Solver

This section describes the solver class that solves the logical model by executing Ising machines.

See also

Before reading this section, please check the basic usage of the Amplify SDK in Tutorial, polynomial object in Polynomial, and constraint object in Constraint.

For more information on the client objects, which are used in the following explanations, see Client.

The solver class abstracts the hardware by including the Ising machine clients, and provides an interface for solving input and logical models. Using the solver class, it is no longer necessary to be aware of the differences in the specifications of various Ising machines, and it is possible to execute the Ising machines and find solutions in a unified interface.

Construct a Solver Object

A solver object is constructed using a client object as follows:

from amplify import BinaryPoly, gen_symbols, Solver
from amplify.client import FixstarsClient

client = FixstarsClient()
client.token = "xxxxxxxxxxxxxxxxxxxxxxxxxxxxxxxx"
client.parameters.timeout = 1000  # Timeout is 1 second

solver = Solver(client)

You can also give a client object to the solver object later.

from amplify import Solver
from amplify.client import FixstarsClient

client = FixstarsClient()
client.token = "xxxxxxxxxxxxxxxxxxxxxxxxxxxxxxxx"
client.parameters.timeout = 1000  # Timeout is 1 second

solver = Solver()
solver.client = client

See also

See Client for details of the client classes and their available parameters.

Run the Solver and Obtain Solutions

You can run an Ising machine by providing an input model or a logical model to the solve() method.

The following logical model classes are the possible inputs for the solver class.

For simplicity, it is also possible to give a polynomial, matrix, or constraint object to solve() method.

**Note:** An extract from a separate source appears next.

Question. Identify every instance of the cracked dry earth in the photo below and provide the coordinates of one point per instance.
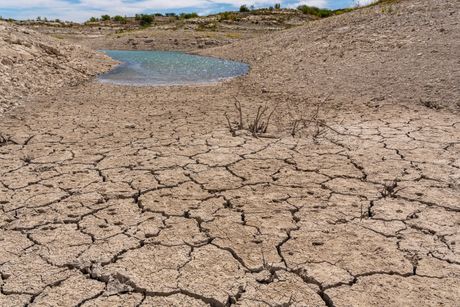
(119, 196)
(128, 205)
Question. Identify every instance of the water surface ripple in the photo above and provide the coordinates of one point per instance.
(169, 68)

In this case, a logical model is automatically created accordingly to the type of given object. A combination of an objective function and constraint conditions, however, cannot be given to the solve() method this way. In such cases, a logical model object should be explicitly constructed, or use Addition Operator of the constraint object.

To use polynomials, the following arguments are given:

To use matrices, the following arguments are given. The second argument is the constant term.

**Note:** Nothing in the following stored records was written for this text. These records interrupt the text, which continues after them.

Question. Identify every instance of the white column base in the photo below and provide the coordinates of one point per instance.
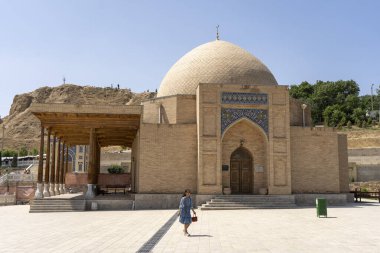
(51, 190)
(90, 194)
(38, 194)
(61, 190)
(46, 192)
(57, 189)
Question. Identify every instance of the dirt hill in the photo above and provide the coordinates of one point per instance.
(23, 129)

To use constraint objects, the following arguments are given:

Examples

Execution results will be returned as solve() method is executed. The following is an example of execution using the Amplify AE client.

from amplify import BinarySymbolGenerator, Solver
from amplify.client import FixstarsClient

gen = BinarySymbolGenerator()
q = gen.array(3)
f = 2 * q[0] * q[1] * q[2] - q[0] * q[1] + q[2] + 1

client = FixstarsClient()
client.token = "xxxxxxxxxxxxxxxxxxxxxxxxxxxxxxxx"
client.parameters.timeout = 1000  # Timeout 1 second

solver = Solver(client)
result = solver.solve(f)
>>> f
2 q_0 q_1 q_2 - q_0 q_1 + q_2 + 1
>>> [f"energy = {s.energy}, q = {q.decode(s.values)}" for s in result]
['energy = 0.0, q = [1. 1. 0.]']

The result of executing the solve() method is an object with the following attributes:

  • solutions : A list of execution results. Each element has the following attributes.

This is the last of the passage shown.